In response, the advertisers stated that they conducted consumer research to identify potential new tennis promotional offers. They said that they had asked a group of tennis bettors which promotion, from a range of possible offers, appealed the most to them. They said that the results of the survey showed that for high volume bettors, the offer of a free bet for every 50 tennis bets placed was the joint-top most appealing offer and they therefore went ahead with the offer, marketing it to customers who typically placed a large number of bets each week on tennis markets.
They also provided the Executive, on a confidential basis, information in regards to the number of tennis bets being placed over a specific period of time.
Complaint Upheld in Part
The Complaints Committee considered the detail of the complaint and the advertisers’ response.
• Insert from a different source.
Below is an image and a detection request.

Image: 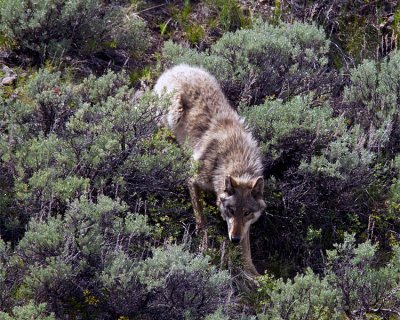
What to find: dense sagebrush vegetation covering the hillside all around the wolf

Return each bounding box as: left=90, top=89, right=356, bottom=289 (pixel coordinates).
left=0, top=0, right=400, bottom=320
The Committee noted that the advertisers had agreed that the subject line of the email had inaccurately reflected the detail of the promotion and would amend it for future similar offers. While the Committee noted that the body copy of the email had clearly outlined the details of the tennis offer, they considered that the subject line was misleading and was in breach of Sections 4.1 and 4.4 of the Code.
The Committee noted that the promotional offer was only sent to those who regularly placed a large number of bets on tennis and that the offer had been chosen based on research carried out with their target market. The Committee also noted that information had been provided, on a confidential basis, on tennis betting levels which sufficiently showed that the required number of bets was in line with normal betting habits for the target market. In the circumstances the Committee did not uphold this aspect of the complaint.
ACTION REQUIRED: As the advertiser had undertaken not to use the subject heading again, no further action was required.